L’importanza dei tre brani lirici che concludono la Lisistrata (cantati da uno Spartano ai vv. 1247-72, da personaggi ateniesi1 a 1279-94 e di nuovo dallo Spartano a 1296-1321) è giustamente segnalata nei commenti recenti, ed è stata ribadita da ultimo da Luca Bettarini in un lavoro ampio e molto ben argomentato2. Su ciò non ho nulla da aggiungere: ritengo invece che sul problema testuale degli ultimi versi tramandati possa essere utile qualche ulteriore riflessione. Questo il testo di 1320-213:

καὶ τὰν σιὰν δ᾿ αὖ τὰν κρατίσταν
1320
     Χαλκίοικον ὕμνη
1321a
τὰν παμμάχον...
1321b

1320-21b καὶ τὰν κρατίσταν παμμάχον, τὰν Χαλκίοικον ὕμνη van Leeuwen, qui etiam vv. 1295-1321 ante 1273 transposuit : τὰν δ᾿ αὖ σιὰν τὰν π., τὰν Χ. ὕ. Henderson     1321a ὕμνη Burges : ὕμνει codd.     1321b παμμάχον R p : πρόμαχον B : τὰν παμμάχον del. Dindorf     post 1321b aliquid excidisse putant vv. dd. complures

 

Si è perso qualcosa alla fine? Vari studiosi lo credono, e io sono tra questi: l’affermazione di Wilamowitz, «è ovvia l’inverosimiglianza che il canto e soprattutto il dramma terminassero con τὰν παμμάχον»4, mi pare del tutto condivisibile. Di rimuovere l’imbarazzante παμμάχον non si vede il modo5; anticiparlo alla quartultima posizione, espungendo come glossa vuoi τὰν σιάν con van Leeuwen (καὶ τὰν κρατίσταν παμμάχον, τὰν Χαλκίοικον ὕμνη: lo seguono Coulon e Cantarella)6, vuoi τὰν κρατίσταν con Henderson (τὰν δ᾿ αὖ σιὰν τὰν παμμάχον, τὰν Χαλκίοικον ὕμνη: con lui Sommerstein e Mastromarco)7, rende meno vistoso il paradosso ma certo non lo elimina.
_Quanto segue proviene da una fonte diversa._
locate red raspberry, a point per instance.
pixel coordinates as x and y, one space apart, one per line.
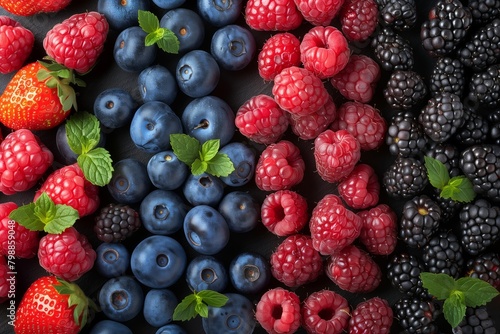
23 161
358 19
358 79
284 212
310 126
272 15
16 43
325 312
360 189
353 270
332 225
78 41
363 121
324 51
379 230
68 255
336 153
280 51
68 186
373 316
299 91
25 241
278 311
280 166
295 262
261 120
Questo problema (a mio avviso reale) si intreccia in certa misura con un altro (secondo me solo apparente, ma la questione è discussa), di natura più propriamente strutturale: l’assenza, nel testo, di quell’inno ad Atena che i vv. 1320-21 sembrerebbero annunciare, col risultato di una chiusa piuttosto brusca, mentre i vv. 1291-94 (ἀλαλαλαί, ἰὴ παιών· / αἴρεσθ᾿ ἄνω, ἰαί, / ὡς ἐπὶ νίκῃ, ἰαί, / εὐοῖ εὐοῖ, εὐαῖ εὐαῖ, nel canto ateniese) suonerebbero molto più adatti come finale di commedia. Wilamowitz pensava che alla fine si fosse perduto un ulteriore brano lirico ateniese, in responsione con quello dei vv. 1247-728. Invece van Leeuwen proponeva di trasporre i vv. 1295-1321 prima di 1273, ponendo così le due monodie spartane l’una di seguito all’altra e lasciando l’ultima parola al Coro: questa proposta fu sviluppata da Srebrny, considerata con interesse da Paduano, e di recente sostenuta da un ottimo conoscitore di Aristofane come Maurizio Sonnino9. Ciò risolverebbe automaticamente, com’è ovvio, anche il problema di τὰν παμμάχον. Non nego che la trasposizione mi tenti, e certo essa avrebbe i suoi vantaggi: tuttavia continuano a sembrarmi cogenti sia le articolate obiezioni di Henderson, sulla coerenza drammaturgica dell’intera sezione 1273-1321, sia quelle più recenti di Bettarini, che mostra molto bene come la seconda monodia laconica, con la rappresentazione di una Sparta irenica e idealizzata, sia del tutto funzionale alla conclusione della commedia10.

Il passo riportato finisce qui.